Heidi Larson, a professor at the London School of Hygiene and Tropical Medicine, studies vaccine rumors—how they start, and why some flourish and others wither. Public-health experts often address vaccine hesitancy on an informational basis, by debunking rumors and misinformation. But, in her recent book, “Stuck: How Vaccine Rumors Start—and Why They Don’t Go Away,”

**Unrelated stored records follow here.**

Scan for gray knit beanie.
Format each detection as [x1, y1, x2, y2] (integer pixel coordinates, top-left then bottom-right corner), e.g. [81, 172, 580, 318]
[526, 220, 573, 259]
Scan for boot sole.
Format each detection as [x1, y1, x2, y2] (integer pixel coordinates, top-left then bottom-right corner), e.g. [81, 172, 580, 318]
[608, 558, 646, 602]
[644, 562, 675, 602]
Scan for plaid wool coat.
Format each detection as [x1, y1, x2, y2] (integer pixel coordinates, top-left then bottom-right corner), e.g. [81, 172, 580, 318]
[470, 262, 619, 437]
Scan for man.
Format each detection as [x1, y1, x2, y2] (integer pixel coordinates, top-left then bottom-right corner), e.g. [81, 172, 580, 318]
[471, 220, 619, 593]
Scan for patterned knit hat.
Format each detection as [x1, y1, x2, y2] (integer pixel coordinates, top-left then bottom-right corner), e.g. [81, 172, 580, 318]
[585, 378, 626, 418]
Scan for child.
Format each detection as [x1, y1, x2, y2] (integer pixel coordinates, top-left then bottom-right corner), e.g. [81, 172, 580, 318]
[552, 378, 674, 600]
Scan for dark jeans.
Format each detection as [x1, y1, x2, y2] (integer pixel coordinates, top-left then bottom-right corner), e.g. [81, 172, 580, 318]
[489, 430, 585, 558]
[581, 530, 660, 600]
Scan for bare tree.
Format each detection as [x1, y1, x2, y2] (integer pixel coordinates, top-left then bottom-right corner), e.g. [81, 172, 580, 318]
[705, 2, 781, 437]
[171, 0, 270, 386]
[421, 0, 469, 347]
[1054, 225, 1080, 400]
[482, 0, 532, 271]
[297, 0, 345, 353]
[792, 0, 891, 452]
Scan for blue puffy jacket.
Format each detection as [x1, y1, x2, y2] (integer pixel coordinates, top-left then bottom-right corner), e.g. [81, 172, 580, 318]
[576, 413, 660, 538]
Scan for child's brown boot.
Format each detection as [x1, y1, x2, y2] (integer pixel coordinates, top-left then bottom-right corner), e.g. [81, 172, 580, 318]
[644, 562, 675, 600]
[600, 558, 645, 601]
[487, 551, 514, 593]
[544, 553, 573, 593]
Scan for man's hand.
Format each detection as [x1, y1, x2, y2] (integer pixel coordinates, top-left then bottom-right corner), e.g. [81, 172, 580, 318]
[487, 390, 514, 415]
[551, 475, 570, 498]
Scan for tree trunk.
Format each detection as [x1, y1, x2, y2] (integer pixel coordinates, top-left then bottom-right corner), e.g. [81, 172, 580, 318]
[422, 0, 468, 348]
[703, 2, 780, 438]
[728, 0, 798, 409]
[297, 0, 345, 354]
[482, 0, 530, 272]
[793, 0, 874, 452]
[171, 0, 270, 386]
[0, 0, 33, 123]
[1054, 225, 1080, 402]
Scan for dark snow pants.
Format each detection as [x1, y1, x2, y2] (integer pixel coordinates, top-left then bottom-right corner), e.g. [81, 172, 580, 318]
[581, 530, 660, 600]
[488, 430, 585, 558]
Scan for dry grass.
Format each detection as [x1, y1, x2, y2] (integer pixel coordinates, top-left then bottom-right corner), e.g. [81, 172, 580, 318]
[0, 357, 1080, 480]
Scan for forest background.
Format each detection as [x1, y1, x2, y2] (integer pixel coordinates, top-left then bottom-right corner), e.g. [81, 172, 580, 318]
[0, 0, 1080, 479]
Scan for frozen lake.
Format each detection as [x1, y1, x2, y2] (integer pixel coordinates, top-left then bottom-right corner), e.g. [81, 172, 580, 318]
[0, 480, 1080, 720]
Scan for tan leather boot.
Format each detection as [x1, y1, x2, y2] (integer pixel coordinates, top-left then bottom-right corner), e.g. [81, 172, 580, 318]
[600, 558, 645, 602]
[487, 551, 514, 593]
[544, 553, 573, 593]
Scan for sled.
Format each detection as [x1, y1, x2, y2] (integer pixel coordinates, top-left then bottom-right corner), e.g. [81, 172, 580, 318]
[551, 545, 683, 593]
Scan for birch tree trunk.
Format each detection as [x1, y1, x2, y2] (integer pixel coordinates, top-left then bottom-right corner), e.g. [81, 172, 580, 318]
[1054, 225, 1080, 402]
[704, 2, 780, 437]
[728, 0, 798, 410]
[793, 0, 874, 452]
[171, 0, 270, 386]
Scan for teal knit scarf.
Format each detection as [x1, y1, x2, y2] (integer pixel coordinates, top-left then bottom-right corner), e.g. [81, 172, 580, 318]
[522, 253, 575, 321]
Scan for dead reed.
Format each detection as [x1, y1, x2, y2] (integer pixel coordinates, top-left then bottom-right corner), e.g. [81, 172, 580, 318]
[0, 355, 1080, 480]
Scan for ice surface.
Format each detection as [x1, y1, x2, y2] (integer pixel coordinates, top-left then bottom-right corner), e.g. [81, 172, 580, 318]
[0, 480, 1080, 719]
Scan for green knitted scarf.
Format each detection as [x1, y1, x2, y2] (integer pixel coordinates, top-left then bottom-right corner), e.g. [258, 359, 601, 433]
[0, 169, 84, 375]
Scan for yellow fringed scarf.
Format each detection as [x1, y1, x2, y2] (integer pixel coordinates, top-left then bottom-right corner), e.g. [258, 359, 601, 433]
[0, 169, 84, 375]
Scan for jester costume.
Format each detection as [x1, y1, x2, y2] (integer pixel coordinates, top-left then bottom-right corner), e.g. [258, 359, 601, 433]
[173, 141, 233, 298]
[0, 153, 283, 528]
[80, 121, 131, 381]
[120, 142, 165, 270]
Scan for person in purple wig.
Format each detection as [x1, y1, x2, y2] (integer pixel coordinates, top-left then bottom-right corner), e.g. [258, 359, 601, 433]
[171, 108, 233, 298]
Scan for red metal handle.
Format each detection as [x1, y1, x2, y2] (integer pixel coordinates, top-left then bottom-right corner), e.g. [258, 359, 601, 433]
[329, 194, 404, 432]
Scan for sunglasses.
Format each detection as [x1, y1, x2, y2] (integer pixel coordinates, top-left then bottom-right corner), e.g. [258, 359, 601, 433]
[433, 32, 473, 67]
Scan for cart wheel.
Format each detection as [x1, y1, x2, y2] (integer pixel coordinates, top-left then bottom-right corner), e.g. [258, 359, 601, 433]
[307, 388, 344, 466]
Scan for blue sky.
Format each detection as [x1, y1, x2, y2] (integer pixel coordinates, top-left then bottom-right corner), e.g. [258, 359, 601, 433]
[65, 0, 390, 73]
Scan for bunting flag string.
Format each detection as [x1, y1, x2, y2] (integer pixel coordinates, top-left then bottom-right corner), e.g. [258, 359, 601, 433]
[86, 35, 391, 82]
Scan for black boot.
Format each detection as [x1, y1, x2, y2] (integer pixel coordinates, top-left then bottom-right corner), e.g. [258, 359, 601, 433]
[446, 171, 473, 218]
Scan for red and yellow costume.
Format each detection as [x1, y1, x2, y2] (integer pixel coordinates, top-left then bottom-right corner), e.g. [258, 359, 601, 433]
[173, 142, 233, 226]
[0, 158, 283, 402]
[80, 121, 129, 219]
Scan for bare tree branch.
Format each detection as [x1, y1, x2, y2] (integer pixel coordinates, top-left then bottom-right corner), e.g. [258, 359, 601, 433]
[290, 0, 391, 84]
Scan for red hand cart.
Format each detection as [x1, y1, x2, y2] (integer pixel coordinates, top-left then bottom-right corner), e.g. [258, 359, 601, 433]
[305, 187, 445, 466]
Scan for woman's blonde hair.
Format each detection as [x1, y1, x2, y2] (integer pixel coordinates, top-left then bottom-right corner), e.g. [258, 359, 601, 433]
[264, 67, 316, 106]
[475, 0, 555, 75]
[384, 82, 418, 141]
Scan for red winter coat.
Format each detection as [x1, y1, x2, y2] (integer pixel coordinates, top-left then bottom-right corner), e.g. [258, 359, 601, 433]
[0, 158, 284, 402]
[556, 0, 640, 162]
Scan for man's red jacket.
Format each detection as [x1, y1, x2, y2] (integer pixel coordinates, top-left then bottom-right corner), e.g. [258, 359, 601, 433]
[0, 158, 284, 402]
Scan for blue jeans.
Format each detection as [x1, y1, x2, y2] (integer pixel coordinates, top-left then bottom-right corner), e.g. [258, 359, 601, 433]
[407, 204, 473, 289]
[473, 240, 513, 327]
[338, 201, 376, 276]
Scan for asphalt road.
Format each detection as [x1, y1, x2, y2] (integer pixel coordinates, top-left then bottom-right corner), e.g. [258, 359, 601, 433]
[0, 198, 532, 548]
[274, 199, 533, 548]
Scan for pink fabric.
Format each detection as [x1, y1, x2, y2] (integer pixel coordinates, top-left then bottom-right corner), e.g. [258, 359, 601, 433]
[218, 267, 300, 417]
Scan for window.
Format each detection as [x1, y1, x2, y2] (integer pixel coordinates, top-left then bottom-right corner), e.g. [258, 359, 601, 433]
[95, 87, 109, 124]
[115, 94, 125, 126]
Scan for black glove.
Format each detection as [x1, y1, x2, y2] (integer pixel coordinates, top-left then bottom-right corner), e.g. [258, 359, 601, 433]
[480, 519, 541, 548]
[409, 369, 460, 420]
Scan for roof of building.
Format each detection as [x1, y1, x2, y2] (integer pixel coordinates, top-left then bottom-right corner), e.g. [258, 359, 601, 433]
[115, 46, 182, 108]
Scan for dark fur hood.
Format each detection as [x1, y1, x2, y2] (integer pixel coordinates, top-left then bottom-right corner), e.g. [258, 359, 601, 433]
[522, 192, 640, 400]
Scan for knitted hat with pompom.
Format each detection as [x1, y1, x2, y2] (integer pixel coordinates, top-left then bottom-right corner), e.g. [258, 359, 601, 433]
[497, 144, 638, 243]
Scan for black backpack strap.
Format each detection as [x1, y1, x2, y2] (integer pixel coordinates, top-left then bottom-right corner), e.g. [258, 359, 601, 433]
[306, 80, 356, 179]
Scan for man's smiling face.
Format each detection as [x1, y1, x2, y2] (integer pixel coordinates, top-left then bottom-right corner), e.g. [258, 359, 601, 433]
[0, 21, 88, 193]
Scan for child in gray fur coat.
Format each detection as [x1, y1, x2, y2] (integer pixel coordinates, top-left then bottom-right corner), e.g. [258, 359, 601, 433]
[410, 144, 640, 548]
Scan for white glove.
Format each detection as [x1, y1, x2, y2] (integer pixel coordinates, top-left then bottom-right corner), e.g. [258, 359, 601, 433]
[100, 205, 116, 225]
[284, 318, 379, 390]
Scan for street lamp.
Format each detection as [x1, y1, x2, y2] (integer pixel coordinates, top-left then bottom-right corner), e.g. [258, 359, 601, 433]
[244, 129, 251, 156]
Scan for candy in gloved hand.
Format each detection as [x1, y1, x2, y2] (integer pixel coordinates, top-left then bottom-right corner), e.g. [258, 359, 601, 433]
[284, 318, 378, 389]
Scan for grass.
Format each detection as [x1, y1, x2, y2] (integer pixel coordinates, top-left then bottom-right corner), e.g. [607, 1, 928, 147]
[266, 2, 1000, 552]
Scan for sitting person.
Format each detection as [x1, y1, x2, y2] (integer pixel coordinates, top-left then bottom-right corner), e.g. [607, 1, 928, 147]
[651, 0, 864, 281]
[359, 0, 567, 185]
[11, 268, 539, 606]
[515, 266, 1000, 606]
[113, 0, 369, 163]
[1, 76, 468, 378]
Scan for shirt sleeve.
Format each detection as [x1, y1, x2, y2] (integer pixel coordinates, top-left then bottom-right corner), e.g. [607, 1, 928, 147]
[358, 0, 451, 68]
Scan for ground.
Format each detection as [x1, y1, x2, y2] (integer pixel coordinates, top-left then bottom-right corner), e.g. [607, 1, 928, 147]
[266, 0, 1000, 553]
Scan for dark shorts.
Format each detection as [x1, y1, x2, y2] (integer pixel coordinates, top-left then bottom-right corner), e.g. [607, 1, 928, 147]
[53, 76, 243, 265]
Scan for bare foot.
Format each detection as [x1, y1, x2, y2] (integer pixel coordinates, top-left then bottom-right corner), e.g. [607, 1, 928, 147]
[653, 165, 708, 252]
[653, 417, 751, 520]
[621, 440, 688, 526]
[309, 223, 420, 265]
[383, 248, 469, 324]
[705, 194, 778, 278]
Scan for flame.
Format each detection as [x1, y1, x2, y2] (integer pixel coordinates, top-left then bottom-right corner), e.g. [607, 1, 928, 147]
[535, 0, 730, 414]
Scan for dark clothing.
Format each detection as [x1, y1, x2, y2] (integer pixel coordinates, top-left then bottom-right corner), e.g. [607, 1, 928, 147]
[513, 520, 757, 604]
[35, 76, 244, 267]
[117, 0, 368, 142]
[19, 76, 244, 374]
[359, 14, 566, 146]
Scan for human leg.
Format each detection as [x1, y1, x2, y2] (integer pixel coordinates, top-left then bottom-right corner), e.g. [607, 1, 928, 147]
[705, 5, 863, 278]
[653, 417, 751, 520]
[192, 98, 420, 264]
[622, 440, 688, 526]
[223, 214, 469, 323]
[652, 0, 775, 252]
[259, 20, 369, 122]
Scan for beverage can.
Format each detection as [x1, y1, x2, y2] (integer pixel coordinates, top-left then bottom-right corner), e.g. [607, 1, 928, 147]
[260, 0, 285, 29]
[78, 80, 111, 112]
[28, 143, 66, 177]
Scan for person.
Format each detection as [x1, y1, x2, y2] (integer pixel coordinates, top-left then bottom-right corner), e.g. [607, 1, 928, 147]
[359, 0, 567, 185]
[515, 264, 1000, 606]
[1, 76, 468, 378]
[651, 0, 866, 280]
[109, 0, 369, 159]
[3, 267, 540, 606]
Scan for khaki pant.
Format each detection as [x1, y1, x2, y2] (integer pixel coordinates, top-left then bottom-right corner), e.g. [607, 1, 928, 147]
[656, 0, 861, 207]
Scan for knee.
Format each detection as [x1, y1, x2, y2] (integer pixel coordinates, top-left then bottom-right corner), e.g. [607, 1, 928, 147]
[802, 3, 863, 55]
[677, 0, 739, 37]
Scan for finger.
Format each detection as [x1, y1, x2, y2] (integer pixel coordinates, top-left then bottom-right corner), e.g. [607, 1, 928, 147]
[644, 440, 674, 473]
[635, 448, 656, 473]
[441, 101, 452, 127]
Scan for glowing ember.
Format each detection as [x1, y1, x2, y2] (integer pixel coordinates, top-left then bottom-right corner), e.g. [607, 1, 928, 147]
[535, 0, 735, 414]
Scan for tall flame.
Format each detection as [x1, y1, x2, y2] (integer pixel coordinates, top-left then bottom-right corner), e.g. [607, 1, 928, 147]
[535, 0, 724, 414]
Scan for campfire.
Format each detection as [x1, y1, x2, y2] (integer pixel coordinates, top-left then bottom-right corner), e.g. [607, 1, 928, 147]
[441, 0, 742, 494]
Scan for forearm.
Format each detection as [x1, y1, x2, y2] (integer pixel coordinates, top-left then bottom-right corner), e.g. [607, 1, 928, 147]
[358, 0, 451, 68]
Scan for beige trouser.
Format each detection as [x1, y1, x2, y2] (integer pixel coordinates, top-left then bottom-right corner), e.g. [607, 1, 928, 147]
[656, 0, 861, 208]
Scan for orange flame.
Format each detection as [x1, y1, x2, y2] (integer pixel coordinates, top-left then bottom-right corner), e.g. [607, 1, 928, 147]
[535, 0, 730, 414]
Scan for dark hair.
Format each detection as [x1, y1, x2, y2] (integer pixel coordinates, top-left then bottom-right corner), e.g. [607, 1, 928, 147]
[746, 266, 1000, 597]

Larson argues for a more expansive view of the problem. “We should look at rumors as an eco-system, not unlike a microbiome,” she writes. Tackling misperceptions individually is like eliminating a single microbial strain: when one germ is gone, another will bloom. Instead, the entire ecosystem must be rehabilitated. Her team works in an epidemiological spirit, hoping to contain outbreaks of misinformation swiftly, before they can spread.
Danielle Ofri profiles her in the New Yorker. Interestingly Larson worked for a while at Apple Computer and at Xerox PARC.
A successful vaccination effort, Larson explains, requires the public to trust the scientists who create the vaccine, the companies that manufacture it, the health-care workers who inject it, and the governments that oversee the process. “That trust chain is a far more important lever of acceptance than any piece of information,” she writes. The chain is made more fragile by “the feeling of being disenfranchised and not heard.” […]
Health experts often speak of the need to improve public understanding of science. “That’s not what it’s about,” she told me. “We need science understanding the public.” […]
In an e-mail not long ago, Larson told me that the Vaccine Confidence Project [that she is part of] will be broadening its ambit, becoming simply the Confidence Project. “We are increasingly looking at vaccines as a window into a broader mix of experiences and emotions,” she wrote. For many of our most critical societal issues—climate change, civil peace, national security, democracy—trust is the only currency we have. The project’s expanded goal, Larson explained, will be to understand how trust is created, eroded, and hopefully rebuilt.